- Some 28% of women working for colleges believe they have been passed over for a promotion because of their gender, according to new survey data from Gallup.
- Hispanic and Asian women were more likely to say they missed an opportunity for career advancement due to gender than others, with 33% and 30% saying they thought they'd been passed over, respectively.
- A lower share of women also reported they were being paid fairly for their work than men. Only 35% of women agreed or strongly agreed they were paid fairly, versus 47% of men.
The new Gallup data comes at a time of high concern about whether higher ed treats women employees fairly and gives them adequate opportunities to advance in their careers.
Scholars have been debating evidence indicating the pandemic disproportionately hurt women researchers' publishing productivity — a key concern because of the academy's "publish or perish" culture. Concerns have also been raised since women are underrepresented in authority positions in the higher education sector.
Women make up 44% of tenure-track faculty but only 36% of full professors, according to the American Association of University Women. Only a third of college presidents are women, according to the College and University Professional Association for Human Resources, and just 22% of presidencies at the 130 universities with the highest research activity are women, the Women's Power Gap Initiative said. Slightly more than a third of college governing board members are women, the Association of Governing Boards of Universities and Colleges has found.

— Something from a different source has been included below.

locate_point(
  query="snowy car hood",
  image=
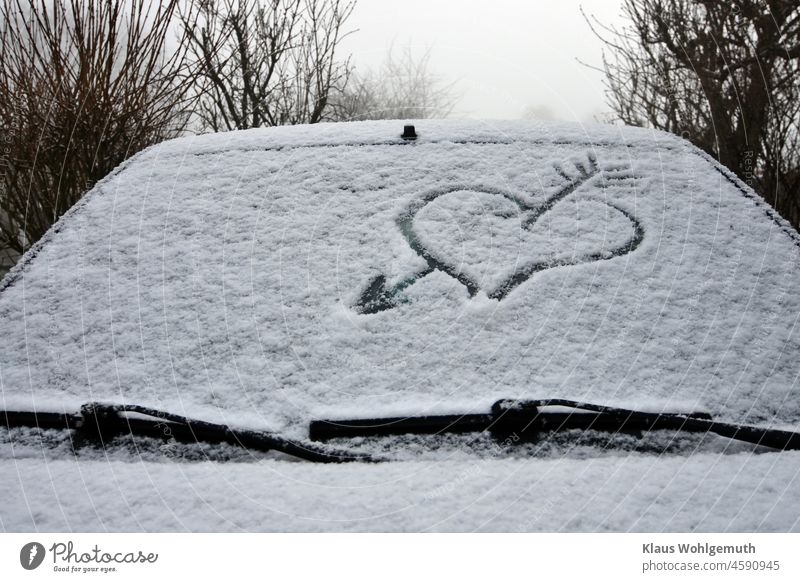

Some women are attributing lack of promotions to their gender, according to Gallup's new survey, which covers higher ed staff as well as faculty. Often, it's because they are becoming more aware of the issue, according to Stephanie Marken, executive director of education research at Gallup and the researcher behind the new survey.
"Women are looking for signals that they are working in an equitable workplace in a way that they never had before," she said. "Higher education is still a highly toxic workplace for a lot of women throughout the country. If you feel like you're being passed over for your gender, you don't feel respected every day when you walk into work."
A gap in opportunities exists beyond promotion, according to the Gallup survey, which includes responses from 10,594 faculty and staff members.
Only 23% of female respondents strongly agreed they have the same opportunities for advancement as coworkers with similar experience and past performance. Roughly one in three men strongly agreed with the same statement.
"It's not always a new job or a new promotion that academics are interested in," Marken said. "Sometimes it's things like serving on a board or providing leadership on a committee or in an organization within the institution."
She said opportunities for professional and personal development are highly valued in the education sector, and workers will take positions based on those benefits.
The perceived gender disparities can often be due to a lack of communication on institutions' part, according to Marken.
"Some of those institutions have done good work internally to study pay equity. But they haven't necessarily communicated it publicly," she said. "Leaders are not always articulating their value proposition as an organization for which people could choose to work."